The case originated when Arthur Gregory Lange drew the attention of a California highway patrol officer for honking his horn and playing his car stereo at a loud volume, both of which are traffic infractions at worst. The officer followed Lange’s car and ultimately switched on his overhead lights just a few seconds before Lange pulled into his own driveway. Lange, who says he never saw the officer’s lights in his rearview mirror, entered his driveway and pulled into his garage. The officer quickly parked, exited his vehicle, stuck his foot under the garage door to prevent it from closing, and performed a search without a warrant.
The state of California has “argued that the pursuit of a suspected misdemeanant always qualifies as an exigent circumstance authorizing a warrantless home entry,” Kagan observed in her majority opinion, which was joined in full by Justices Stephen Breyer, Sonia Sotomayor, Neil Gorsuch, Brett Kavanaugh, and Amy Coney Barrett. But that sweeping argument, Kagan declared, ran afoul of both SCOTUS precedent and the Fourth Amendment’s common law roots.
“When the totality of circumstances shows an emergency—such as imminent harm to others,” Kagan observed, “the police may act without waiting.” But “when the nature of the crime, the nature of the flight, and surrounding facts present no such exigency,” she held, “officers must respect the sanctity of the home—which means they must get a warrant.”
The Fourth Amendment’s common law origins point to the same result, Kagan continued. “‘To enter a man’s house’ without a proper warrant, Lord Chief Justice Pratt proclaimed in 1763, is to attack ‘the liberty of the subject’ and ‘destroy the liberty of the kingdom,'” she wrote, quoting from a venerable British common law judgment. “That was the idea behind the Fourth Amendment.”
“On many occasions, the officer will have good reason to enter—to prevent imminent harms of violence, destruction of evidence, or escape from the home,” Kagan concluded. “But when the officer has time to get a warrant, he must do so—even though the misdemeanant fled.”
Writing in concurrence, Chief Justice John Roberts, joined by Justice Samuel Alito, offered a different take on the Fourth Amendment.
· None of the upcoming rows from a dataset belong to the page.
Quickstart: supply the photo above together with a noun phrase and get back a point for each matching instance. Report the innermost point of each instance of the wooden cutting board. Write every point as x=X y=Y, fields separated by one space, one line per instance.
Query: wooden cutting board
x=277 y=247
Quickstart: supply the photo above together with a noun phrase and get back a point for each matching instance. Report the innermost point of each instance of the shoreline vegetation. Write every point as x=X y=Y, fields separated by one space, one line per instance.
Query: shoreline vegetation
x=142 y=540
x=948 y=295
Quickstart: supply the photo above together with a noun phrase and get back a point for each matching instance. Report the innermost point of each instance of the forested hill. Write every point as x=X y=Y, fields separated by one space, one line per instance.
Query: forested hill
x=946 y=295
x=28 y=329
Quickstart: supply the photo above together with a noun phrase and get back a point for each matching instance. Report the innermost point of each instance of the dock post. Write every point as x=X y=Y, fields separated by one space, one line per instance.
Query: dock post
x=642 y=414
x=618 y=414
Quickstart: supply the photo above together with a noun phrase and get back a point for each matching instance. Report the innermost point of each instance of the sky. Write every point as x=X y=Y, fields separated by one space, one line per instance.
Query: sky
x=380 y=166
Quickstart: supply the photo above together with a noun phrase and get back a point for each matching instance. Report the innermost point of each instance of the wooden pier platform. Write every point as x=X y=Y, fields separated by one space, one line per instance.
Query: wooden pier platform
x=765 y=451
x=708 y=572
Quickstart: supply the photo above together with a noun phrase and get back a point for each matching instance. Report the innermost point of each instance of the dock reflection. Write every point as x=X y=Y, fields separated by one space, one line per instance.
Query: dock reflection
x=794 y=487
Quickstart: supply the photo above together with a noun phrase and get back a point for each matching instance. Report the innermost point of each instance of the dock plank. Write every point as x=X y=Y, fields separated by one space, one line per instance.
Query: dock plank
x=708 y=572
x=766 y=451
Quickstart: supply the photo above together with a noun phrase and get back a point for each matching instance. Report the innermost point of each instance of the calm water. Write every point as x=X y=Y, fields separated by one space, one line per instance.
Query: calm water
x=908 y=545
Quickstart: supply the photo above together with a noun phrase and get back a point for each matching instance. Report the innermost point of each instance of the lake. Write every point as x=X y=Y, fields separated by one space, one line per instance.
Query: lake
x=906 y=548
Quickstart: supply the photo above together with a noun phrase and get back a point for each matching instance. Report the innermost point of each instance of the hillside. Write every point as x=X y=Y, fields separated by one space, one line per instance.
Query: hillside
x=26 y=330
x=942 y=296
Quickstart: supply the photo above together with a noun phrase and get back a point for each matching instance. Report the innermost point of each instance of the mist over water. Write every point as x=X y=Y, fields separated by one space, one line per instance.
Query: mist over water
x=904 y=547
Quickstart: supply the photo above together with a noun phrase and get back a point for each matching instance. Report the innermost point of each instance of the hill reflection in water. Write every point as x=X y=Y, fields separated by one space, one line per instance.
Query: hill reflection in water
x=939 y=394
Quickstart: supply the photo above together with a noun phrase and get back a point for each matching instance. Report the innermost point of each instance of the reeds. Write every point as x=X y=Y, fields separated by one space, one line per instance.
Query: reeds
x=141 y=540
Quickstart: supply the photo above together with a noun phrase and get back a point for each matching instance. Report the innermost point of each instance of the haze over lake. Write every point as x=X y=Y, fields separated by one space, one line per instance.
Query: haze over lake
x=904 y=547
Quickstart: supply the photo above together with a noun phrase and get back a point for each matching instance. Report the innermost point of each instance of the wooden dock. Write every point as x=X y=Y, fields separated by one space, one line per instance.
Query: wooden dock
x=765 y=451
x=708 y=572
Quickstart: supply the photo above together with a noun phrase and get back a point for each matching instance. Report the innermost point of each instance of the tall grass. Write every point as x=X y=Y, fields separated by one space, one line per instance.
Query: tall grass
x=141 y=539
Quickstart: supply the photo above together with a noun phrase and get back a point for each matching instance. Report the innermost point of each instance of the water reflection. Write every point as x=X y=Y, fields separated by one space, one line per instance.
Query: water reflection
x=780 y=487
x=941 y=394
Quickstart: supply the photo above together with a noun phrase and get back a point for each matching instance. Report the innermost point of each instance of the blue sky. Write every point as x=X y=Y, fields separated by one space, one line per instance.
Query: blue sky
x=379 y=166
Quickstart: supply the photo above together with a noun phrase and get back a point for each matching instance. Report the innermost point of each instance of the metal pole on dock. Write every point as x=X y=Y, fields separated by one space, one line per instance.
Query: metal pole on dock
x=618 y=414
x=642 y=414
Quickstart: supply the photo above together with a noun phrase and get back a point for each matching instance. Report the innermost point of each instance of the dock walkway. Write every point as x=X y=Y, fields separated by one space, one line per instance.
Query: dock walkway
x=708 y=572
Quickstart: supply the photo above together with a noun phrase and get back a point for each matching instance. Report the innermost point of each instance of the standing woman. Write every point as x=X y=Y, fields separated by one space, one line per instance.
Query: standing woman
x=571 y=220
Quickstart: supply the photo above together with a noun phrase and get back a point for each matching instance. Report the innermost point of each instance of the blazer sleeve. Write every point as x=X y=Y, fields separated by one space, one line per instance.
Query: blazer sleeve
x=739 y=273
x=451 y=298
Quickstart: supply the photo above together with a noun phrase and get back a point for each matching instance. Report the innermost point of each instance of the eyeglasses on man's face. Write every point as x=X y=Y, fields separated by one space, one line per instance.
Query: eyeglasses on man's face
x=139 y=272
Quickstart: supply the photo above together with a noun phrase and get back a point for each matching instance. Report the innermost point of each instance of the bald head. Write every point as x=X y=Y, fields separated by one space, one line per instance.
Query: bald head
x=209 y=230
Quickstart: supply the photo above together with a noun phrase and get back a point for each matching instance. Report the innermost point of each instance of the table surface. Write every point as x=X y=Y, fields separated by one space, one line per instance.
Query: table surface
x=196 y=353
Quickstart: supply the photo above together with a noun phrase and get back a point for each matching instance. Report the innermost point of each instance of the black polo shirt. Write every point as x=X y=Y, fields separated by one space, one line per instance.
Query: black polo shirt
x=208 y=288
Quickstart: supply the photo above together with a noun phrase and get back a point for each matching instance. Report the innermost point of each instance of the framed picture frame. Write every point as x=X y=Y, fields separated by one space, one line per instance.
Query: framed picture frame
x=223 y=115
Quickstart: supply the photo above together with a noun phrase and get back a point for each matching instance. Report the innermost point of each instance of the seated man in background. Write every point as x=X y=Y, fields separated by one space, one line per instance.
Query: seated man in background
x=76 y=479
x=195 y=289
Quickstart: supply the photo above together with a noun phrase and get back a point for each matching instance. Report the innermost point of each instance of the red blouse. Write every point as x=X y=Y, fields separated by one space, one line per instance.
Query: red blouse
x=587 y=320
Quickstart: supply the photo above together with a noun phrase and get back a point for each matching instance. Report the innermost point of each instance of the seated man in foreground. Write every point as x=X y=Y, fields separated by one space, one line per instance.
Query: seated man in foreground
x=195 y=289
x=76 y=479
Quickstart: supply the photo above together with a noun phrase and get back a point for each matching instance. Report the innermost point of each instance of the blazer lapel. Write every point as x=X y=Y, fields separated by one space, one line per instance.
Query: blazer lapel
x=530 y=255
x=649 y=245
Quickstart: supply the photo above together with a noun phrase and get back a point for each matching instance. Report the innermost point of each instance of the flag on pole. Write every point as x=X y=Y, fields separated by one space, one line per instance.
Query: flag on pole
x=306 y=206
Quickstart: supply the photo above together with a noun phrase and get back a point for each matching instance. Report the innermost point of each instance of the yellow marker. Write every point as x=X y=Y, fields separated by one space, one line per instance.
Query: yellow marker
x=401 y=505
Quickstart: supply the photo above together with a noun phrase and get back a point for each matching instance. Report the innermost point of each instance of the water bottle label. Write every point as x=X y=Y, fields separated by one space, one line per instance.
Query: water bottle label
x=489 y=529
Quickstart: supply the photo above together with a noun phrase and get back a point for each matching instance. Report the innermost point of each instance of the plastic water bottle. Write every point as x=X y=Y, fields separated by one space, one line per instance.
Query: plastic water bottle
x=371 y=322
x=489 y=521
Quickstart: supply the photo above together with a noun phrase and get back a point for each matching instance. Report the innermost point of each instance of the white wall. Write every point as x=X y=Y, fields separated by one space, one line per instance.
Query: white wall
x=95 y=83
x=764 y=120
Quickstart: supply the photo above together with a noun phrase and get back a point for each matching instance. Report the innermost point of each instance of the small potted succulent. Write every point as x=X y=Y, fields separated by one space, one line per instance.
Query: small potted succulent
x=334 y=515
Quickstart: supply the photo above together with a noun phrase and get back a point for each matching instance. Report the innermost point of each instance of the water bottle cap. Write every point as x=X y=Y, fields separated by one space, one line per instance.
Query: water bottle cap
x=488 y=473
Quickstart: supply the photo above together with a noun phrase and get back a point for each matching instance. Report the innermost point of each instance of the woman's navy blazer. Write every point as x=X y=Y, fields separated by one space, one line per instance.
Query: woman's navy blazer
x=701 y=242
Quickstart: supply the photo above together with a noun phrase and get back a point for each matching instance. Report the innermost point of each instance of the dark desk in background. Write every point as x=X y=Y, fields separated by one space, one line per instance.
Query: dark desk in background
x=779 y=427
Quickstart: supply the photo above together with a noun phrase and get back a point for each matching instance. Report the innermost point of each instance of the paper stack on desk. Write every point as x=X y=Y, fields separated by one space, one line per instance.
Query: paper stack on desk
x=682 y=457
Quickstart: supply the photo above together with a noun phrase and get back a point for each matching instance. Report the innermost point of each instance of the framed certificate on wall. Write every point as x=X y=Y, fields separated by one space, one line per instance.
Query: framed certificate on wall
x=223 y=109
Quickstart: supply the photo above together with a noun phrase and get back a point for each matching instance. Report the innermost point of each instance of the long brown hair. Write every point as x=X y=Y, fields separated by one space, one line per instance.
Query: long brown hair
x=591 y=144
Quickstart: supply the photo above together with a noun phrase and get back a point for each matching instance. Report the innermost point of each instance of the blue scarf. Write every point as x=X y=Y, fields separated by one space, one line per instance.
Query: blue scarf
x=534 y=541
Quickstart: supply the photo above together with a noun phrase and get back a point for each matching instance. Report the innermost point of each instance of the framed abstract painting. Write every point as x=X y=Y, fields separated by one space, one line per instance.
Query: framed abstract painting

In fact, Roberts’ concurrence reads more like a dissent, as it denounces the majority’s reasoning as “absurd and dangerous,” “hopelessly indeterminate,” and likely to impede necessary police work. According to Roberts, hot pursuit “is itself an exigent circumstance” that allows the police to bypass the Fourth Amendment’s usual warrant requirement.
Fortunately for Fourth Amendment advocates, Roberts’ narrow reading only managed to attract one other vote today.